Mit einem Grundpreis von 14.165 Euro ist die CRF1100L Africa Twin des Modelljahres 2020 exakt 1.000 Euro teurer als das Vormodell. Dafür erhält der Kunde viel Gegenwert: Außer der eher bescheidenen Mehrleistung des Motors ein Gewichtsminus von insgesamt vier Kilogramm, ein neues, noch besser abgestimmtes Fahrwerk mit souveräner Leistung on- wie offroad, eine prima Ergonomie mit 4 Zentimeter schmälerer Sitzbank und schmälerem Tank sowie die schon erwähnten Elektronik-Features plus automatischer Blinkerrückstellung. Zudem gibt es die Möglichkeit, das 1.100 Euro kostende, einzigartige und besser denn je funktionierende DCT zu bestellen.

Speziell für Fernreisen konzipiert hat Honda zudem die Version Africa Twin Sports Adventure; sie bietet dieselben, ohnehin schon üppigen Federwege wie das Standardmodell, was gegenüber dem Vormodell die Sitzhöhe deutlich reduziert und dem Umgang mit der Sports Adventure erheblich erleichtert.
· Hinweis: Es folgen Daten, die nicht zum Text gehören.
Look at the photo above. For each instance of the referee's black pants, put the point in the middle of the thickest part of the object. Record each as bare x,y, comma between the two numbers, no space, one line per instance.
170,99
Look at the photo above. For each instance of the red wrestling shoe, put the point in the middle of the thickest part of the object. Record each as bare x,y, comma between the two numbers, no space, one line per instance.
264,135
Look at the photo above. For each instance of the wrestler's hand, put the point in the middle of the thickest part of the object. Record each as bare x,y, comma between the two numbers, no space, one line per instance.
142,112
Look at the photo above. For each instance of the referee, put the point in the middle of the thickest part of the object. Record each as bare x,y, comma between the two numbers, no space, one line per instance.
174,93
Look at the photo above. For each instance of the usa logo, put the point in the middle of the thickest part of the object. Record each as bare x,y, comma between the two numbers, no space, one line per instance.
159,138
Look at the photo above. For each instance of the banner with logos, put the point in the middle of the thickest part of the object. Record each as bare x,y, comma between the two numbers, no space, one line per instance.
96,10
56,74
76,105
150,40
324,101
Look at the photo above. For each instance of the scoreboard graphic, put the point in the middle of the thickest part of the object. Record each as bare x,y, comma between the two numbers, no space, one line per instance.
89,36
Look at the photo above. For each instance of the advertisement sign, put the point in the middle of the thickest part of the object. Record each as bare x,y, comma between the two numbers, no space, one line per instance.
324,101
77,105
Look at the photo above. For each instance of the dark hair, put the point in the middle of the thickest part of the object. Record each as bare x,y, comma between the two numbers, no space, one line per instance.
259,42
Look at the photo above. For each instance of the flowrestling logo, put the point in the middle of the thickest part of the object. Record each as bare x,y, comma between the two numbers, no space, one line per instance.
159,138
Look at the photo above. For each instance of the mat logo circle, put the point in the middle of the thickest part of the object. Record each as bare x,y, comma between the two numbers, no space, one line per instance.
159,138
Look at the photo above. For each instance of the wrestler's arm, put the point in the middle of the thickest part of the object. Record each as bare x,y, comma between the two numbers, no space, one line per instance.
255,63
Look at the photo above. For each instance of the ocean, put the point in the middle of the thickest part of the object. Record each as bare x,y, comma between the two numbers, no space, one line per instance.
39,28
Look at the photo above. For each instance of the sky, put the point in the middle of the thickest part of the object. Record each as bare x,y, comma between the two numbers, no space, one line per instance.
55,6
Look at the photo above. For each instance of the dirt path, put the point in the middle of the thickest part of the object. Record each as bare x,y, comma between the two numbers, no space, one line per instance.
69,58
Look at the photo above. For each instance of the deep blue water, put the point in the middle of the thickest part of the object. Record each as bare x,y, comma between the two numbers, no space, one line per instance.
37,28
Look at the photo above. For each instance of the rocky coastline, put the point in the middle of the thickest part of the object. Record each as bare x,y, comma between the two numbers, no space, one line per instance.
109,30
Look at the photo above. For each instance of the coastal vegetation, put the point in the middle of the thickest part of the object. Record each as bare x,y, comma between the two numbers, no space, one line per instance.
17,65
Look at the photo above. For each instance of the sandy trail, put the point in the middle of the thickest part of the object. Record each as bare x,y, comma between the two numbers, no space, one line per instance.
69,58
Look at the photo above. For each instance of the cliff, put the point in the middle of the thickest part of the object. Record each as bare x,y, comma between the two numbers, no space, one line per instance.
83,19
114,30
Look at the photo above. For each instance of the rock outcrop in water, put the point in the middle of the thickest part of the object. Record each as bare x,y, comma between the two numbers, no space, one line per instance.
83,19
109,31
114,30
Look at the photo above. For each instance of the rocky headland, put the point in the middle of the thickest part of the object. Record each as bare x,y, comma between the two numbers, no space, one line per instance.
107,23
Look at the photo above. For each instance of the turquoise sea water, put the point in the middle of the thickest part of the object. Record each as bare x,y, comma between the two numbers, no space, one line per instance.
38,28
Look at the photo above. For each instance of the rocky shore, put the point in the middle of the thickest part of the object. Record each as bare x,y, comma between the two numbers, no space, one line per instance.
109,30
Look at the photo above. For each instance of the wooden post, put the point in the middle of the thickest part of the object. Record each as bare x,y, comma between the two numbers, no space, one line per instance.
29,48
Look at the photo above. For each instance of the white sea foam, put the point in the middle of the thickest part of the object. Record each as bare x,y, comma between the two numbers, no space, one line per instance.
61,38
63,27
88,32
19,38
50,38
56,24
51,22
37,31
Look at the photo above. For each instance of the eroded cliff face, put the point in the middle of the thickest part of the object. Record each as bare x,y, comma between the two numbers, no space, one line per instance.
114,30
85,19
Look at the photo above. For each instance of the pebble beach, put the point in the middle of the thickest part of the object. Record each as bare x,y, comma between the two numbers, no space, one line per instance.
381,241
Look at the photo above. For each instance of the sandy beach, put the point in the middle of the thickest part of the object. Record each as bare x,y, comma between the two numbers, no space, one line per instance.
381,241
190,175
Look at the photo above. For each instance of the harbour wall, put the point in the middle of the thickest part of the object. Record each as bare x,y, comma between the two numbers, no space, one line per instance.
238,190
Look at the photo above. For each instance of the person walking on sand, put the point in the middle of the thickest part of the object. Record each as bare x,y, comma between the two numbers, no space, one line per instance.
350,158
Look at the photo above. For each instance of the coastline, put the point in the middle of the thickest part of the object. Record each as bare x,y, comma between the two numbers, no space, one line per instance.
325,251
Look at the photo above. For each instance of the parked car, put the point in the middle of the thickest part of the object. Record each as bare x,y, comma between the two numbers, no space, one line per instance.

Wesentliche Unterschiede zur Basis-Twin bestehen im 25 Liter-Tank, Schlauchlos-Felgen, einem leider nur mit zwei Händen höhenverstellbaren Windschild, Kurvenlicht und serienmäßigem Gepäckträger. Der Sports-Adventure vorbehalten ist das neu entwickelte semiaktive Fahrwerk von Hersteller Showa: Es heißt EERA (Electronically Equipped Ride Adjustment), bringt zwei zusätzliche Kilo auf die ohnehin schon um 12 Kilo stärker ausschlagende Waage und erhöht deutlich den Komfort; weniger beim Fahren als bei der Fahrwerks-Einstellung, denn diese lässt sich hier durch Knöpfchendrücken bewerkstelligen. 1.600 Euro zusätzlich muss einem der Spaß allerdings wert sein. Womit eine voll ausgestattete CRF1100L Africa Twin Sports Adventure mit DCT und EERA inklusive Liefernebenkosten und Gepäcksystem die 20.000 Euro-Marke überspringt.



Technische Daten - Honda CRF1100L Africa Twin
Motor: Flüssigkeitsgekühlter Parallel-Zweizylinder-Viertaktmotor, 1.084 ccm Hubraum, vier Ventile pro Zylinder, SOHC, 75 kW/102 PS bei 7.500 U/min, maximales Drehmoment: 105 Nm bei 6.250 U/min; Einspritzung, 6 Gänge, Kette
Fahrwerk: Doppelschleifen-Rohrrahmen;  45 mm Upside-down-Telegabel vorne, voll einstellbar, 230 mm Federweg; Aluminium-Zweiarmschwinge hinten, Gasdruck-Zentralfederbein, voll einstellbar, 220 mm Federweg; Speichenräder mit Aluminiumfelgenbett; Reifen 90/90-21 mit Schlauch (vorne) bzw. 150/70-18 mit Schlauch (hinten). 310 mm Doppelscheibenbremse vorne, 256 mm Einscheibenbremse hinten
Assistenzsysteme: Kurven-ABS, Traktionskontrolle, Wheelie-Kontrolle, 6 Fahrprogramme, Tempomat, automatische Blinkerrückstellung, Doppelkupplungsgetriebe (optional)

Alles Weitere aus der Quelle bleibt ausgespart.